AppraiseDev / Appraise

Appraise code used as part of WMT21 human evaluation campaign
BSD 3-Clause "New" or "Revised" License
22 stars 12 forks source link

MQM/ESA duplicate document entries #140

Closed zouharvi closed 7 months ago

zouharvi commented 7 months ago

There are allegedly duplicate entries in the first document (reported by @martinpopel on EnCs WMT testrun). Could be caused by data generation here or somehow interact with the duplication of the first item to fill 100 segments (likely when the documents are sorted again).

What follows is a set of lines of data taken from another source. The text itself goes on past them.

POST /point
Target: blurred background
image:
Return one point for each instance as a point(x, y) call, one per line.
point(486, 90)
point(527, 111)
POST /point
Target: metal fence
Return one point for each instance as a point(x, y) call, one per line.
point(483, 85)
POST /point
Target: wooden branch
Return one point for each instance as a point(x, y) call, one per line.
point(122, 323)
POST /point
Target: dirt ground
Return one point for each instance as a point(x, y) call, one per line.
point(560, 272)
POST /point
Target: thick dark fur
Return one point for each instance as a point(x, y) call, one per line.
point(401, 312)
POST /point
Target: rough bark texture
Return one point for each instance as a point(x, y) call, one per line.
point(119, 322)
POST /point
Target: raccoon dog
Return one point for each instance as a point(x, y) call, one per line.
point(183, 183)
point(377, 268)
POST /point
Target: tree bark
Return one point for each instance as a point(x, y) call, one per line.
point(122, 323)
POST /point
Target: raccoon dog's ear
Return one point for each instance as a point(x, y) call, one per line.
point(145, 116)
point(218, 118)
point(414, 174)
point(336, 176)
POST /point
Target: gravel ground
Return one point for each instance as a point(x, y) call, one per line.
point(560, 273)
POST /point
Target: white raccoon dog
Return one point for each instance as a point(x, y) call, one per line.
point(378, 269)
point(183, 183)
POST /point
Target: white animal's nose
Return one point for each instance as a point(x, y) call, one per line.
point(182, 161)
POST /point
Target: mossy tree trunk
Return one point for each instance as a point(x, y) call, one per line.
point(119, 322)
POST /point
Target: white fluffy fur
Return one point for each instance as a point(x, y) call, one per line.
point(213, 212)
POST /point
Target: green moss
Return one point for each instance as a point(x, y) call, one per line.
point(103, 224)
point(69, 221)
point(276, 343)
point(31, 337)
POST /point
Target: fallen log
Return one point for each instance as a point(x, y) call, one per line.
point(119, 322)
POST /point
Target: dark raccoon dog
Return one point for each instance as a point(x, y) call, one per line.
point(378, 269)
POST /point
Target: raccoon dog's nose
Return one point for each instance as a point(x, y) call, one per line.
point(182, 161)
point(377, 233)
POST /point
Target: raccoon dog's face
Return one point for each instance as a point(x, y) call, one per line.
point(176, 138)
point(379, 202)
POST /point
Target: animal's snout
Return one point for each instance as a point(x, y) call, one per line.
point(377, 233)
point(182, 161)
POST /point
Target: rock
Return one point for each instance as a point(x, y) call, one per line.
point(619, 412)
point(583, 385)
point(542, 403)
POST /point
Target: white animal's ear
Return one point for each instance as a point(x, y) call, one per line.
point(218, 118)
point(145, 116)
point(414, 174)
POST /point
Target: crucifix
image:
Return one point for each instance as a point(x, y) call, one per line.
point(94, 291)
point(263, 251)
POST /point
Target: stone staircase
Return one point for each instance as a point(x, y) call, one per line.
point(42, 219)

martinpopel commented 7 months ago

Details for debugging: It was the first document (after the tutorial) in RETRACTED. The first and last sentence of the document was src="So anyway, since it does hold true here, to fix it..." trg="Takže každopádně, protože to platí zde, abych to opravil,..." (I have just a screenshot and Appraise does not allow me to go back to the first document, so I include just few words of the sentence.)

Based on the context, I think the sentence was actually the last sentence of the document. It did not make sense as the first sentence. @zouharvi can you check the raw input files - if the duplication is not already there?

zouharvi commented 7 months ago

Fixed in 0f1044bed1447fb8a13788ad5730bd10aabc557b.